Cisco Prime Home flaw allows hackers to reach into people’s homes

Cisco has patched a critical authentication bypass vulnerability that could allow attackers to completely take over Cisco Prime Home installations, and through them mess with subscribers’ home network and devices.

Cisco Prime Home flaw allows hackers to reach into people's homes

Cisco Prime Home is a cloud-based network management platform used by service providers to simplify the remote management and provisioning of subscribers’ home network and all TR-069-compliant in-home devices connected to it (residential gateways, IP set-top boxes, femtocells, IP phones, and so on).

It can also provide certain services to some non-TR-069 devices, such as PCs or smartphones, by proxy through the residential gateway.

Cisco Prime Home vulnerability details

The vulnerability (CVE-2017-3791), found internally by Cisco security testers, affects the platform’s web-based GUI, and can be exploited by remote attackers to bypass authentication and execute any action in Cisco Prime Home with administrator privileges.

No user interaction is needed for the exploit to work, and exploitation couldn’t be simpler: an attacker just needs to send API commands via HTTP to a particular URL.

Update as soon as possible

There is no indication that the flaw is being exploited in attacks in the wild.
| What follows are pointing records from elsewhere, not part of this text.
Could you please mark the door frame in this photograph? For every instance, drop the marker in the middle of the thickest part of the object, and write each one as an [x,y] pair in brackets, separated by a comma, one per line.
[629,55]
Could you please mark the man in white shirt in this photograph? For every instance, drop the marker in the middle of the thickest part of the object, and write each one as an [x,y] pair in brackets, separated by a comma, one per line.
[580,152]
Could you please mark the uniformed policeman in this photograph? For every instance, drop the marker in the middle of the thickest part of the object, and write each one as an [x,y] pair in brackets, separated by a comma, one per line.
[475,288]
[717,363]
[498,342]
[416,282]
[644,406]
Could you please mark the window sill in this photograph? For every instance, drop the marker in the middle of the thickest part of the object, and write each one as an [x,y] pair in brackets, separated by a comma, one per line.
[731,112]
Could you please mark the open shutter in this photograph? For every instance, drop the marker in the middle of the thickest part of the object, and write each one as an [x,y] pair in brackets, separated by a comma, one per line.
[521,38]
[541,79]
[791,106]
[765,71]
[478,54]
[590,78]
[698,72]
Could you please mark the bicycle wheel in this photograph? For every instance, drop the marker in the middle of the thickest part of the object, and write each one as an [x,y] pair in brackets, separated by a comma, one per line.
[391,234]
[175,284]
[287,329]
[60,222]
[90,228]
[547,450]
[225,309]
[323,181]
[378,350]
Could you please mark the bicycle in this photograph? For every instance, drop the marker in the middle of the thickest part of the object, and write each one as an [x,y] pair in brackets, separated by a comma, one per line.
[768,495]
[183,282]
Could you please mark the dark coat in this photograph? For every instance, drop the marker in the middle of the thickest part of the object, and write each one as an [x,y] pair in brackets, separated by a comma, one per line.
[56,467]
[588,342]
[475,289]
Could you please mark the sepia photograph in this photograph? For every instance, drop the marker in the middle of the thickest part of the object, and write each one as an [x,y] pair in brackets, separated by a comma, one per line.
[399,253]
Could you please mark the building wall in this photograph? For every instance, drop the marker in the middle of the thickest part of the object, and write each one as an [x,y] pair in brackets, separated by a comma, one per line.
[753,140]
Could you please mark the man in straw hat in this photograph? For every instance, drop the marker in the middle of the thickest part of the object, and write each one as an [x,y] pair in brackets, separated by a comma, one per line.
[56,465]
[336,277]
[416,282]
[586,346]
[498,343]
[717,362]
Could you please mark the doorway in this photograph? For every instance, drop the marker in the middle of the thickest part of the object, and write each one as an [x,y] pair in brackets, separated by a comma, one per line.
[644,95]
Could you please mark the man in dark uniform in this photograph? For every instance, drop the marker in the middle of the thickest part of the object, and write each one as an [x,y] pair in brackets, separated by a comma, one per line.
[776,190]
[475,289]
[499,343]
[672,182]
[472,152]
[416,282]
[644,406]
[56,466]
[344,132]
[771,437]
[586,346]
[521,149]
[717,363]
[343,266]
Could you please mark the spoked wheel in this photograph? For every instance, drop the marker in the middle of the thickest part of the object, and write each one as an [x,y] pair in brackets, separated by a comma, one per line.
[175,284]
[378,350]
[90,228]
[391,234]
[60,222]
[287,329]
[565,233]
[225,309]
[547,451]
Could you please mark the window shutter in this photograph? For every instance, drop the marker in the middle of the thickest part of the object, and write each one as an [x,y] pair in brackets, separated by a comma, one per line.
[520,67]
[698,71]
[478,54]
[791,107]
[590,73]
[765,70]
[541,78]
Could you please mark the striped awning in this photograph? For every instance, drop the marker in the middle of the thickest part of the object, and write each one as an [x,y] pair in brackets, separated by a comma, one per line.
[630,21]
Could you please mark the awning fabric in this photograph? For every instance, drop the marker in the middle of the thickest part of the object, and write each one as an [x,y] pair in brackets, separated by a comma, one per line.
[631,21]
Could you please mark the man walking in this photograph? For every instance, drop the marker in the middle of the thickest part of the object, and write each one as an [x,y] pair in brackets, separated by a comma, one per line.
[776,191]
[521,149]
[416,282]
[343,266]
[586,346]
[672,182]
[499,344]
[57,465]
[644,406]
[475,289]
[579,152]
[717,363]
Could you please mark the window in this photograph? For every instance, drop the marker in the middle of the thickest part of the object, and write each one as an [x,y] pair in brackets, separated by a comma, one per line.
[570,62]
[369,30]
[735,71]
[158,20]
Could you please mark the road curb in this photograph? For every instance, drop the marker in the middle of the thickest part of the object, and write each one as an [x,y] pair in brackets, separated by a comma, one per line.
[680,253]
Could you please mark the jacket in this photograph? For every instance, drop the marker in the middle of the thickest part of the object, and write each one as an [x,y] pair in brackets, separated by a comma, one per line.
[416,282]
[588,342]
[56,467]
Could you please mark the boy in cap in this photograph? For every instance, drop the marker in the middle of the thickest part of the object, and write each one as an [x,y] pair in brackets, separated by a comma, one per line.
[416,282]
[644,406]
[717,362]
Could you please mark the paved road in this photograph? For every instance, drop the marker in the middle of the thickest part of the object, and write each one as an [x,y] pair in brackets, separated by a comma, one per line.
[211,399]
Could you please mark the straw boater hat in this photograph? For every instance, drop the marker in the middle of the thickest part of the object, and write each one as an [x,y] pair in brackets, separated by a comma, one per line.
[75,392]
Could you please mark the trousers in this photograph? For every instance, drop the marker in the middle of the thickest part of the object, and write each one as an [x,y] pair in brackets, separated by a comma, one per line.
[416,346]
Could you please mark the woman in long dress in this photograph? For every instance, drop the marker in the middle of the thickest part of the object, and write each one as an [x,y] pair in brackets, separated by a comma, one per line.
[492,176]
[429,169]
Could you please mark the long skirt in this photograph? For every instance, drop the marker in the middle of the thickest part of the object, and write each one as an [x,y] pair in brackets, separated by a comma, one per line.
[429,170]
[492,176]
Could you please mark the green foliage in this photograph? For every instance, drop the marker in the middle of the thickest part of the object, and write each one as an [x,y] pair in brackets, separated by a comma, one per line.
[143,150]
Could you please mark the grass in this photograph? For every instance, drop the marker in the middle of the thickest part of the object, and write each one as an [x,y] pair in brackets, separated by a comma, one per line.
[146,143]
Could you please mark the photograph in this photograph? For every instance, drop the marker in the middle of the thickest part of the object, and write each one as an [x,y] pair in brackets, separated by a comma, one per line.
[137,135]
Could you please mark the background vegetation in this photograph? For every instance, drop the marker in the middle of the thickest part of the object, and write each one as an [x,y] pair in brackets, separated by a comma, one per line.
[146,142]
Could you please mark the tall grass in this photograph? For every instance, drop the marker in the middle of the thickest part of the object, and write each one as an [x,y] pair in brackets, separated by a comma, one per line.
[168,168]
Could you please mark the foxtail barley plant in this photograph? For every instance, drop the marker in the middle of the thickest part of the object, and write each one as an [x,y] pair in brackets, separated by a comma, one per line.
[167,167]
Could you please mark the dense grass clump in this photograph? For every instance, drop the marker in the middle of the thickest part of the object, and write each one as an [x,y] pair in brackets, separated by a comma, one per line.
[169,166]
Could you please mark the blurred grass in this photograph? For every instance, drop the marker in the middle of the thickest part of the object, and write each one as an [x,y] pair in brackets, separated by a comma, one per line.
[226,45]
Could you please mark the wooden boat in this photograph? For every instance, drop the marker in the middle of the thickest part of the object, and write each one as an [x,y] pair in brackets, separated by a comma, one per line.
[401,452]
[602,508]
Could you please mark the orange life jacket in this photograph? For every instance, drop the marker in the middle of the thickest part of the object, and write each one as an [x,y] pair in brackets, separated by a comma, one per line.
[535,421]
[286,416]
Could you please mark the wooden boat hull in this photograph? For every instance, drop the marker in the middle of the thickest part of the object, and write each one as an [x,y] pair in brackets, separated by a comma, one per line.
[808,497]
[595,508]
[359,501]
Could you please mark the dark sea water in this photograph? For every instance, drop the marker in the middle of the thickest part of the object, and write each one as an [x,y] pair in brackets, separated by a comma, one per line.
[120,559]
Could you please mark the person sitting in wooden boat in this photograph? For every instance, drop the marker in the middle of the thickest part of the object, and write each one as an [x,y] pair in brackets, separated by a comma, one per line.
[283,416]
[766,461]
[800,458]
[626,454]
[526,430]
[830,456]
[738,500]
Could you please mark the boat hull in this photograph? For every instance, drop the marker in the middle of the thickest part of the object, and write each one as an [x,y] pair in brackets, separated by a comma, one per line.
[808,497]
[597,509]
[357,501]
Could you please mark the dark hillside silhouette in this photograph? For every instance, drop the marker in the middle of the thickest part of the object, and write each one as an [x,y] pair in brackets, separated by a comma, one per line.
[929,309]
But, as there is no workaround for plugging the hole, service providers who have chosen to deploy the platform on their own network instead of hosting it with Cisco are urged to migrate to version 6.5.0.1 as soon as possible.

The bug exists in versions 6.4 and later of Cisco Prime Home, but does not affect versions 5.2 and earlier.

“Administrators can verify whether they are running an affected version by opening the Prime Home URL in their browser and checking the Version: line in the login window. If currently logged in, the version information can be viewed in the bottom left of the Prime Home GUI footer, next to the Cisco Prime Home text,” Cisco instructed in the security advisory.

Three months ago Cisco squashed a very similar bug in Cisco Prime Home.